When his lips traced the line of my jaw, the skin on my back tightened, a feeling so acute it was almost painful—the "real as pain" I had sung about, but experienced not as suffering, but as visceral, unburdened aliveness. It was the raw, exquisite feeling of finally letting go.

I pulled him closer, desperate to feel his skin against mine. I wanted that total, encompassing closeness.

"Say something," I whispered into his shoulder, needing the sound of his voice to anchor this reality.

Julian moved his head back just enough to look at me. His glasses were gone, and his eyes, usually magnified and intellectual, were soft and dark. "You don't need words," he murmured. "I hear the noise you make, Brian. I love the noise you make."

He had remembered the lyric without even knowing the song. It was a perfect, precise answer.

Inside This Real Estate

The act itself was a revelation. It wasn't rushed or demanding; it was a conversation conducted entirely through touch. Julian was attentive, gentle, and utterly present. He wasn't focused on conquest; he was focused on connection. He seemed to draw out every nerve ending in my body, showing me that the deepest intensity was found not in speed or urgency, but in the careful, prolonged attention to detail.

I realized that all my previous hookups had been about escape—an escape from loneliness, an escape from my own mind. This was the opposite: this was about arrival. It was about being utterly, joyously present in my own body, in my own apartment, with the man who had taught me the value of still air.

Later, lying together tangled in the sheets, Julian's head resting against my chest, the clock on the bedside table read 3:17 a.m. I had spent a thousand hours inside this real estate, both physical and metaphorical, and it felt like I had finally, truly, moved in.

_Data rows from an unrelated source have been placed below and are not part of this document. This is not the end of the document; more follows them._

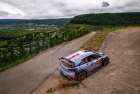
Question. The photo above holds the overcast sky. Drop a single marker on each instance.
(40, 9)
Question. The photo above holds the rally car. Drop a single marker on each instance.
(80, 64)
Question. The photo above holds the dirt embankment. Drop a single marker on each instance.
(121, 76)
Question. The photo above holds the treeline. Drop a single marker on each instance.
(108, 19)
(39, 43)
(59, 22)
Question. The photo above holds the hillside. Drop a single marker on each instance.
(59, 22)
(108, 19)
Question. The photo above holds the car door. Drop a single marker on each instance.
(97, 61)
(86, 64)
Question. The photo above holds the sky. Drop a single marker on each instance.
(52, 9)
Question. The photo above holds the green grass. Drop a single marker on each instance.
(7, 66)
(3, 44)
(21, 31)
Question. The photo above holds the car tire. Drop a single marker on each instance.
(105, 61)
(82, 75)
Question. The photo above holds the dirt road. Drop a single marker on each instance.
(26, 77)
(121, 76)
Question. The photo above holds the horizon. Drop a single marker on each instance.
(48, 9)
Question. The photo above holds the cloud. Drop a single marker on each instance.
(33, 9)
(9, 11)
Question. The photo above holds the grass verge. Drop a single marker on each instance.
(97, 40)
(7, 66)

I ran my fingers through Julian's soft, damp hair, feeling the steady, rhythmic beat of his heart against my ribs. There was no shame, no second-guessing, and no fear of the morning after. There was only the quiet, profound realization that the intensity I had sought in drama and desperation was merely a cheap substitute for the depth I had just found in vulnerability and safety.

I thought of the Rihanna lyric again. I came to win, to thrive, to fly.

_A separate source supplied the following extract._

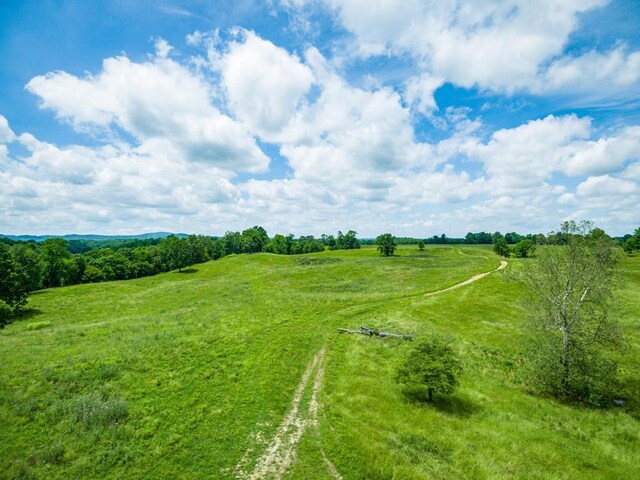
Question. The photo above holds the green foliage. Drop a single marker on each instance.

I wasn't surviving anymore. I wasn't fighting the world or conquering loneliness. I was prospering. I was thriving. Julian hadn't handed me wings; he had simply shown me that my wings, which had been bound up by years of fear and performance, were capable of flight.

And in the silence, broken only by the sound of our breathing, I finally understood the true weight of that initial desire: I only want you. Period. No caveat needed, because with Julian, the simple truth was everything.